For a number of years now, Sotheby’s have held an exhibition of sculptures in the gardens at Chatsworth. It’s advertised as a “selling exhibition”, but I doubt if the vast majority of visitors would have to means to contemplate purchasing any of the works on display. I guess Sotherby’s use it as an opportunity to show of their wares to prospective clients who will, no doubt, be invited to be lavishly entertained in the sumptuous surroundings of this grand stately home of the Duke of Devonshire at private showings. But the exhibition also a great opportunity for more ordinary mortals to see some outstanding Modern Art.
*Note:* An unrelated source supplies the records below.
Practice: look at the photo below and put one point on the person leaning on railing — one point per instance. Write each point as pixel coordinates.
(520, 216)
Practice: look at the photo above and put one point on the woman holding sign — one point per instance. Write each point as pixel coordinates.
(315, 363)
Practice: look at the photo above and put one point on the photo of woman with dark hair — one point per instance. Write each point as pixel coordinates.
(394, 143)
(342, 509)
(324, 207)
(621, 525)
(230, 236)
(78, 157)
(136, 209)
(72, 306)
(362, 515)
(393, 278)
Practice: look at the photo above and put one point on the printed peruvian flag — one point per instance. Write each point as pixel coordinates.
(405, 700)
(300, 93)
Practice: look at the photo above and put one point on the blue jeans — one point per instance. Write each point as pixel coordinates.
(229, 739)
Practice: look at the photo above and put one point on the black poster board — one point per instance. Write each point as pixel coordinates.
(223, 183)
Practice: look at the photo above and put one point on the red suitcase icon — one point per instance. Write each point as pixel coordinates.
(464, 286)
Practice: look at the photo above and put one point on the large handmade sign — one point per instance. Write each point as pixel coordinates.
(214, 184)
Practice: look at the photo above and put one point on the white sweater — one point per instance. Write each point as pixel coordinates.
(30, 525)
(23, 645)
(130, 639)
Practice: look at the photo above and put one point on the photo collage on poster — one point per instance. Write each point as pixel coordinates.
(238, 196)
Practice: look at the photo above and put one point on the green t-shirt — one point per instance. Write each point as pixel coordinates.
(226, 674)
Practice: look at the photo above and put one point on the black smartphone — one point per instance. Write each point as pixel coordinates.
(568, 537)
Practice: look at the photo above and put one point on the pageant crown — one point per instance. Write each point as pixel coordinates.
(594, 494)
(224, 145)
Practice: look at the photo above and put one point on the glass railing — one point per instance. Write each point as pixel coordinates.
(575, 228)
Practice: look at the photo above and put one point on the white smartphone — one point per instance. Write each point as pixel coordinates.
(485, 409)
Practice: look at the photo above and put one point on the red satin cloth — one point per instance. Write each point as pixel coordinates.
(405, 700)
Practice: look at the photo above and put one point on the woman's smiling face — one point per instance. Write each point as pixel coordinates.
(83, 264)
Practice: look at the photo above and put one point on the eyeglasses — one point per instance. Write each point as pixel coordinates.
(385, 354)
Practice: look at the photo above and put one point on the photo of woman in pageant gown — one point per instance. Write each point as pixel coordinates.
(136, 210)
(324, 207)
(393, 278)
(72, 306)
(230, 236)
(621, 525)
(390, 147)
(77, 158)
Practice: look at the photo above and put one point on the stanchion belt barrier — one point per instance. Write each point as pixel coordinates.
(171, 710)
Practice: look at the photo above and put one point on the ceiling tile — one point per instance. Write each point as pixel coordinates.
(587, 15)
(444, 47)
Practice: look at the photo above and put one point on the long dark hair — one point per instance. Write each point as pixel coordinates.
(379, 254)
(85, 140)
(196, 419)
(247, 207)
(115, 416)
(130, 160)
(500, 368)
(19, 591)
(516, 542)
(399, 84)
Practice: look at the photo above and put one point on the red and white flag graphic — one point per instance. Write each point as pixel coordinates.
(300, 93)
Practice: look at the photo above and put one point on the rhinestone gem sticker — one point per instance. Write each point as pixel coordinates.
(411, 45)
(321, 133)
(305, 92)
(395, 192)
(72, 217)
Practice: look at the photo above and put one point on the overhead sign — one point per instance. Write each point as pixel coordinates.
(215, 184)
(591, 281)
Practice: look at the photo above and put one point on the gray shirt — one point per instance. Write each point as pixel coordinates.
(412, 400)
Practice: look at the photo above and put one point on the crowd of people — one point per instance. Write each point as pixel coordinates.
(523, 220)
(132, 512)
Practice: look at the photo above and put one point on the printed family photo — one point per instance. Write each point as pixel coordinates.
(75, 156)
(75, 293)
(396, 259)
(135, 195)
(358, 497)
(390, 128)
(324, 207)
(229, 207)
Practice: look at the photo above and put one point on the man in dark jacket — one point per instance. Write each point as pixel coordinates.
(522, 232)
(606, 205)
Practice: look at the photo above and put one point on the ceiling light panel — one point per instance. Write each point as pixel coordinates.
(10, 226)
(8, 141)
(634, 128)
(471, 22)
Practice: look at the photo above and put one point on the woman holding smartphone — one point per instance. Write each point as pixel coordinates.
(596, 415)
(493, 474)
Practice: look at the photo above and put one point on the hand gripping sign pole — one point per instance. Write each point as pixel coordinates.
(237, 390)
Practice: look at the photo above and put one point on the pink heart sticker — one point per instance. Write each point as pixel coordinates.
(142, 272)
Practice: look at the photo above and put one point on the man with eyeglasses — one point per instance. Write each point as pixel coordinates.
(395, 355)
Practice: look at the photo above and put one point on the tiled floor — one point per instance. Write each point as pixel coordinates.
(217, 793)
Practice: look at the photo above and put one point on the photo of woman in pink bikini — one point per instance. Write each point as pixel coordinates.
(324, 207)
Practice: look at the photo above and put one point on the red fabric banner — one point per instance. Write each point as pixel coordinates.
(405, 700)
There were works by some artists I knew, such as Anthony Gormley and Lynn Chadwick, but there were plenty of discoveries too
In my view, large works of sculpture such as those included in the exhibition, are enhanced by being located outdoors in parkland – and the Gardens at Chatsworth with the Palladian mansion certainly provided a magnificent backdrop. Being sited outdoors allows different perspectives to be obtained – from a distance and from close up and from different angles. For me, a large complex work Hoop-La by Alice Aycock wouldn’t have worked indoors. But in the park we could get an overview from a distance, get close in to appreciate the complexity of the work and the artist’s craftsmanship, view it from different angles which revealed different perspectives, shapes and effects created by both the work and the changing view of the garden, lake and house. This was also true for many of the other works on display. We felt that the curators had done a very good job at selecting appropriate locations for the sculptures.
Visiting the exhibition was the main motivation for our short break in the Peak District. We were lucky as it turned out to be a fine day – it would have been less pleasant walking round the gardens to view the sculpture if had been raining. The exhibition has become an annual event and I think that we’ll be making the effort to return next Autumn.